In the broadest sense, annealing is the process of heating an alloy to an elevated temperature to promote homogenous chemistry, equiaxed microstructure, and uniform mechanical properties to produce what is essentially stress-free, or “soft” material.

In the stainless steel, nickel, and titanium alloy industries, the terms anneal, solution anneal, and solution heat treatment, are used interchangeably. Alloys of these materials are composed of multiple alloying elements and are solid solutions. By heating these materials to their solution annealing temperatures, all constituents return to a solid solution. In most instances, these elements will not remain in solution as the alloy cools, which is why most materials need to be quenched or rapidly cooled to minimize re-precipitation of carbides or other secondary phases.

The proper method of annealing – temperature, time, and rate of cooling – depends on the type of alloy. Most austenitic stainless steels are annealed at a minimum temperature of 1900°F (1040°C) followed by water quenching or rapid cooling. Martensitic steels are annealed at lower temperatures (approximately 1400°F / 760°C) and are slowly cooled.

Most martensitic steels are used in thermally hardened conditions. This is accomplished by heating annealed material to a much higher temperature (1950°F / 1065°C) and quenching as rapidly as possible. This is a hardening treatment, not annealing. To improve toughness, these alloys are then tempered by re-heating in the range of 300°F – 1000°F (150°C – 530°C).

Alloys that are stabilized using titanium or niobium to prevent chromium carbide precipitation can be supplied either solution annealed or stabilize annealed. This group of materials includes alloys such as 321, 347, Alloy 20, and 625. Solution annealing these alloys involves heating them to at least 1850°F (1010°C) to place the constituents into a solid solution. Stabilize annealing is performed at a lower temperature, usually around 1650°F – 1750°F (900°C – 950°C), to intentionally force the formation of titanium or niobium carbides. Types 321 and 347 are typically supplied in the solution annealed condition and arrangements for stabilized annealed material must be made as a separate procedure. Alloy 20 specifications call for it to be supplied in the stabilized annealed condition. 625 is also commonly supplied in the stabilized annealed condition (Grade 1) but can be ordered and supplied in the solution annealed condition (Grade 2).

Thermal hardening or strengthening of some alloys is accomplished by precipitating secondary phases.

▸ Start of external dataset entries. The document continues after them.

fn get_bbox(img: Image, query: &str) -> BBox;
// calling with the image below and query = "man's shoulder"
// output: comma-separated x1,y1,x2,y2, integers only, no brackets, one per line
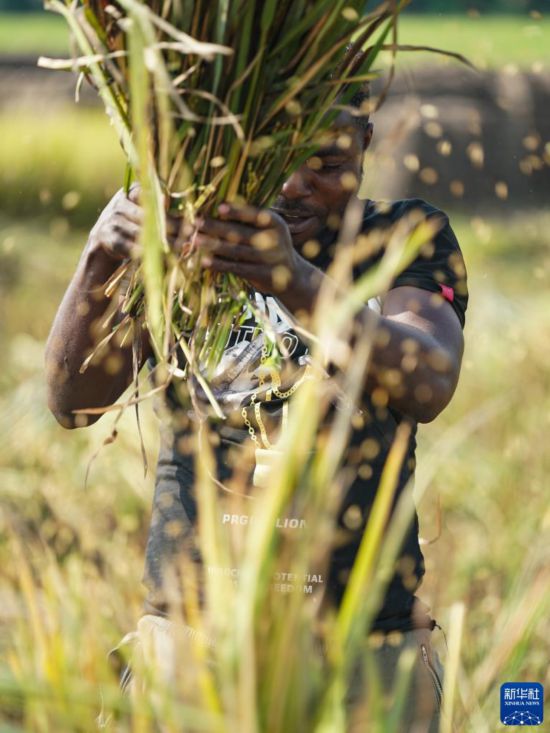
359,197,469,327
360,196,463,260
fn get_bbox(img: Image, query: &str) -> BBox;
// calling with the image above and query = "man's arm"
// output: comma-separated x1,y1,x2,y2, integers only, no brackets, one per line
194,204,464,424
45,188,153,429
362,286,463,423
282,265,463,423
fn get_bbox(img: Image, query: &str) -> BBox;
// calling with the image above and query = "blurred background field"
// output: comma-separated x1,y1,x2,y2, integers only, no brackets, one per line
0,9,549,68
0,3,549,731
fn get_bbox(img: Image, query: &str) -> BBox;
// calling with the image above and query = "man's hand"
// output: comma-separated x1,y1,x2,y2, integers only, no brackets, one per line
45,184,153,429
88,185,143,262
195,203,304,294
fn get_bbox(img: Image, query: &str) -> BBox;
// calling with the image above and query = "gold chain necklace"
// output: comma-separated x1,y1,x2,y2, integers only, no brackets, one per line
241,339,313,449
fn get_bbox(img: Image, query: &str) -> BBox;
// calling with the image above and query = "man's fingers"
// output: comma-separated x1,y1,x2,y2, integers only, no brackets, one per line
119,198,143,225
167,214,195,241
201,256,263,282
199,219,280,254
113,217,140,241
103,233,134,260
127,183,141,205
201,255,291,293
113,184,143,224
196,235,261,263
217,202,276,229
100,218,142,260
199,217,256,245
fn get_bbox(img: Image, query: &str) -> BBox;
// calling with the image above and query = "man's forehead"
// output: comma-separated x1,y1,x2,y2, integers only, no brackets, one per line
313,109,363,151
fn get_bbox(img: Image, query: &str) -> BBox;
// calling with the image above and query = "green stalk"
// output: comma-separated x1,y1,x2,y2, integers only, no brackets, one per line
440,603,466,733
125,6,165,353
335,422,411,654
41,0,136,165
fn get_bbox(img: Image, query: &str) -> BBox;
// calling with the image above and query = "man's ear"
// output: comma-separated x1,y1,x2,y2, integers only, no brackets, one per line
363,122,374,151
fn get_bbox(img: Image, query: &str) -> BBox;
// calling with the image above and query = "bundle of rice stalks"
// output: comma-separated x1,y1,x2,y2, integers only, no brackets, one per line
40,0,407,415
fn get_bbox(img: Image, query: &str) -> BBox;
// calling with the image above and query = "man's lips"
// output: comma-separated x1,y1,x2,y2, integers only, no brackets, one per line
271,208,320,233
273,208,313,217
288,218,318,235
274,209,312,216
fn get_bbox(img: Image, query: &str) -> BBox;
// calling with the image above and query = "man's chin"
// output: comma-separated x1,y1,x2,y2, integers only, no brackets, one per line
287,215,322,245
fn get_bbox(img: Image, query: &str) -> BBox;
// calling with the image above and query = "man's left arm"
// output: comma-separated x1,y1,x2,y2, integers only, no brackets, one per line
358,286,464,423
195,204,465,424
281,268,464,423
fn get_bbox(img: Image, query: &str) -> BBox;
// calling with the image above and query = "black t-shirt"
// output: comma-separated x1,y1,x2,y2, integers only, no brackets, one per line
143,198,468,632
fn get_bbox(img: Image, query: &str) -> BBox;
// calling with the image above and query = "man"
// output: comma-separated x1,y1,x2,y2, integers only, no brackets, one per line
45,91,467,731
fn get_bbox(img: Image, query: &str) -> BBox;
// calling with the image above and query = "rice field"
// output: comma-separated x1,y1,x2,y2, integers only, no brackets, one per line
0,101,549,729
0,110,125,229
394,12,549,71
0,11,548,70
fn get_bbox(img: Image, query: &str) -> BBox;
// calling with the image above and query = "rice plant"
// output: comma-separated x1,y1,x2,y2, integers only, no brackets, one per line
39,0,409,399
27,1,484,731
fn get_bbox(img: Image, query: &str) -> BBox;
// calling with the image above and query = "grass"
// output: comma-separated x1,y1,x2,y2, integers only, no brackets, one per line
0,11,548,70
390,13,549,71
1,202,549,729
0,12,69,55
418,211,550,708
0,109,125,228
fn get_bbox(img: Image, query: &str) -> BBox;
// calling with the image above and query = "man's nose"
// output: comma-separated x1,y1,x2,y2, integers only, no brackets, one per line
281,167,311,200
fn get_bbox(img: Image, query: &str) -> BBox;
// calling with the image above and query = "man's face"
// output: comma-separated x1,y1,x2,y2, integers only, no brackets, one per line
271,112,372,247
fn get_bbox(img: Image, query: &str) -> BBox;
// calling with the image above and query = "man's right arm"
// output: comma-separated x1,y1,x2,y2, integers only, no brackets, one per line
45,187,153,429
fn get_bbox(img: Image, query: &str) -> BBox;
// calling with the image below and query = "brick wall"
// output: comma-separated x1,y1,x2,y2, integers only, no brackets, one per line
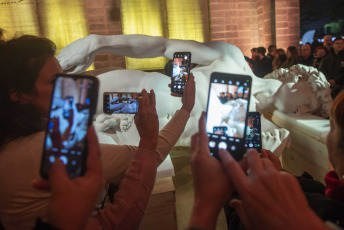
275,0,300,49
82,0,300,69
209,0,300,57
85,0,125,69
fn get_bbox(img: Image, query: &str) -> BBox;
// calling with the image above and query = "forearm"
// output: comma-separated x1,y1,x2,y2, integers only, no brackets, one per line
87,148,160,230
93,34,168,58
155,109,190,162
188,200,221,230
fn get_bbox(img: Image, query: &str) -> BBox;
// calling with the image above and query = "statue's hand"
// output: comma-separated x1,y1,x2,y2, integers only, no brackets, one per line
57,35,98,74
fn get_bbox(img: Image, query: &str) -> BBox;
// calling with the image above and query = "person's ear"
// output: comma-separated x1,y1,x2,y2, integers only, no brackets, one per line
9,89,33,104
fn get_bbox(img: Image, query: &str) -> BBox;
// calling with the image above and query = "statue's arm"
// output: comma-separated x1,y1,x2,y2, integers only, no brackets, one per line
57,34,222,73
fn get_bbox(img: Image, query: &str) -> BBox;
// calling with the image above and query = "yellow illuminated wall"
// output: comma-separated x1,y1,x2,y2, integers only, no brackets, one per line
121,0,169,70
166,0,209,43
0,0,89,57
37,0,89,55
121,0,209,70
0,0,40,39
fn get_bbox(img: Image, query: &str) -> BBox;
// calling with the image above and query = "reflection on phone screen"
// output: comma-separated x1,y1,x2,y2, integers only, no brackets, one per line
245,112,262,152
104,92,141,114
42,76,95,178
206,73,251,161
171,52,191,94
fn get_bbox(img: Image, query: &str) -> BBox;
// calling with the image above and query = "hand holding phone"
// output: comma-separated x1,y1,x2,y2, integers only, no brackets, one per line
245,112,262,152
134,89,159,152
40,74,99,179
206,72,252,161
171,52,191,94
103,92,143,114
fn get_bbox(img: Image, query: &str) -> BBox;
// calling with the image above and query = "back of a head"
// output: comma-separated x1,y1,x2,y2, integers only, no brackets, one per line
0,35,56,146
268,44,276,53
331,91,344,138
288,46,299,59
0,28,5,45
0,35,56,95
257,47,266,56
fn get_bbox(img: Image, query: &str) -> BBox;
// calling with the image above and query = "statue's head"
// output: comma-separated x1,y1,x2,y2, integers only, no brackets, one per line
264,64,333,118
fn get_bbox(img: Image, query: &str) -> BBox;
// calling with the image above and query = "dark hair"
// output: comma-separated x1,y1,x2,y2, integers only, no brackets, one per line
257,47,266,56
268,45,276,53
251,48,257,52
334,37,344,43
0,35,56,147
0,28,5,45
287,46,299,60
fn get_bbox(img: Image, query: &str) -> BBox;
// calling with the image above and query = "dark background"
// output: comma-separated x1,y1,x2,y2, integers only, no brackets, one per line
300,0,344,40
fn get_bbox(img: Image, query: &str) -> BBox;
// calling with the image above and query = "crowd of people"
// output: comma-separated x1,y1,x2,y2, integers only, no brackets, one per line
246,34,344,99
0,26,343,230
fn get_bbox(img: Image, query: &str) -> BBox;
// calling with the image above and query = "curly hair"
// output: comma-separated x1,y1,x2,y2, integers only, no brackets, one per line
0,35,56,147
264,64,333,118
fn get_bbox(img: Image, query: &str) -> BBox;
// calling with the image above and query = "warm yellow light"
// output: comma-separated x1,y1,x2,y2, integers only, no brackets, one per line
121,0,168,70
37,0,89,56
166,0,207,43
121,0,209,70
0,0,40,39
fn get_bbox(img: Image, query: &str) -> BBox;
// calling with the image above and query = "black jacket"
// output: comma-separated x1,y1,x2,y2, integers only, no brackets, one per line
320,49,344,86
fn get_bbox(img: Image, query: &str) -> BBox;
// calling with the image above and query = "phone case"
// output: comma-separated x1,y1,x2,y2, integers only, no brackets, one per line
40,74,99,179
171,52,191,94
206,72,252,161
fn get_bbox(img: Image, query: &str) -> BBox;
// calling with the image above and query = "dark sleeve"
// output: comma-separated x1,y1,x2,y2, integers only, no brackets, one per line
320,57,330,78
32,219,60,230
244,56,254,64
295,172,326,195
334,72,344,85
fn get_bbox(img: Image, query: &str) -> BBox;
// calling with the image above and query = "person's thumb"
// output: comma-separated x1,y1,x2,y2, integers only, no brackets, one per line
50,159,69,188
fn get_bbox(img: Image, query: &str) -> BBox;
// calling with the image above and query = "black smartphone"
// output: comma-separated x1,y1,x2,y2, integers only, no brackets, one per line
245,112,262,153
40,74,99,179
103,92,143,114
206,72,252,161
171,52,191,94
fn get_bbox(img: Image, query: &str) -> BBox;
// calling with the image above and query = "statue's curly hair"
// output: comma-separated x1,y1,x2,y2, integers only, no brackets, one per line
264,64,333,118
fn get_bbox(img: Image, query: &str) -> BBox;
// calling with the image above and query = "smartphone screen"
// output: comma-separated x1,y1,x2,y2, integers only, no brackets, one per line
103,92,142,114
40,74,99,179
171,52,191,94
206,72,252,161
245,112,262,152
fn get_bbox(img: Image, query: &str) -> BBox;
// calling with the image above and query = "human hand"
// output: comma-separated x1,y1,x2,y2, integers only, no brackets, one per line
169,73,196,113
260,149,282,171
57,35,99,74
219,149,328,230
33,126,103,230
134,89,159,151
181,73,195,113
188,112,233,230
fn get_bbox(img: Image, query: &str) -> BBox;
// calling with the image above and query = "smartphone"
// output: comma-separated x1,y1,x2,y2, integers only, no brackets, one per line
245,112,262,153
206,72,252,161
103,92,143,114
40,74,99,179
171,52,191,94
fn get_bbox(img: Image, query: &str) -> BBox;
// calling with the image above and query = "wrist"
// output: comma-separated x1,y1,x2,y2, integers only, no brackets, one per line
188,199,221,230
138,140,157,152
181,104,193,113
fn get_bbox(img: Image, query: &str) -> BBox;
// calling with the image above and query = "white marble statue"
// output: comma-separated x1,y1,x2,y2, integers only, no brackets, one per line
57,34,332,155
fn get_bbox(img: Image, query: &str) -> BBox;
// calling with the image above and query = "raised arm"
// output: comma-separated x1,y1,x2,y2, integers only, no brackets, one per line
57,34,222,73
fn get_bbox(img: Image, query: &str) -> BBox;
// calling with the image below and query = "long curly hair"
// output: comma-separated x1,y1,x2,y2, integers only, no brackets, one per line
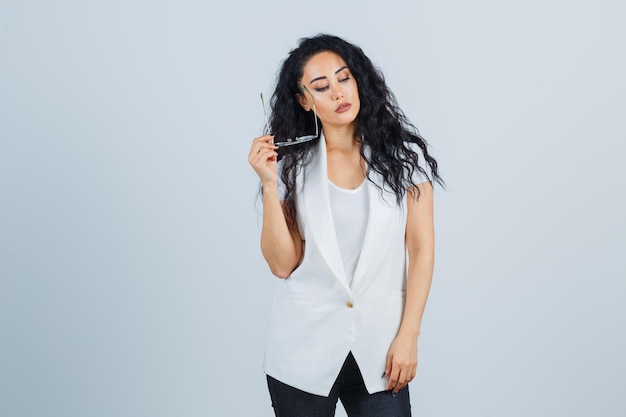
267,34,443,224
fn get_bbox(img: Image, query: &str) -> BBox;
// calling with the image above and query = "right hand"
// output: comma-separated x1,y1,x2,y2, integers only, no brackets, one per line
248,134,279,185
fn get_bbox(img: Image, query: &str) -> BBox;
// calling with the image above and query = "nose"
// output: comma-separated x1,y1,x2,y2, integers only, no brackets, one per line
331,84,344,101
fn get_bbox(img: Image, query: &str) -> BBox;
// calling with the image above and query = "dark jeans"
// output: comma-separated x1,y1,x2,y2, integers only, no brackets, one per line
266,352,411,417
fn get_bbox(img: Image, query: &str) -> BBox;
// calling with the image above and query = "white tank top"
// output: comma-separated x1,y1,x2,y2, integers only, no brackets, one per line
328,179,369,288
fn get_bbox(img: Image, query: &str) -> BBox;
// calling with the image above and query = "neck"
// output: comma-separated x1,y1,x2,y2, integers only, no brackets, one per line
323,123,357,151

This group of materials includes alloys such as 17-4PH, 15-5PH, 13-8PH, A-286, and 718. The thermal hardening process can be identified as precipitation hardening, age hardening, or precipitation heat treatment. Age hardening temperatures and times vary with the alloy and the desired properties but are generally carried out at temperatures between 900°F – 1450°F (480°C – 790°C). The precipitation heat treatment is more commonly carried out after all machining, welding, and/or forming is completed.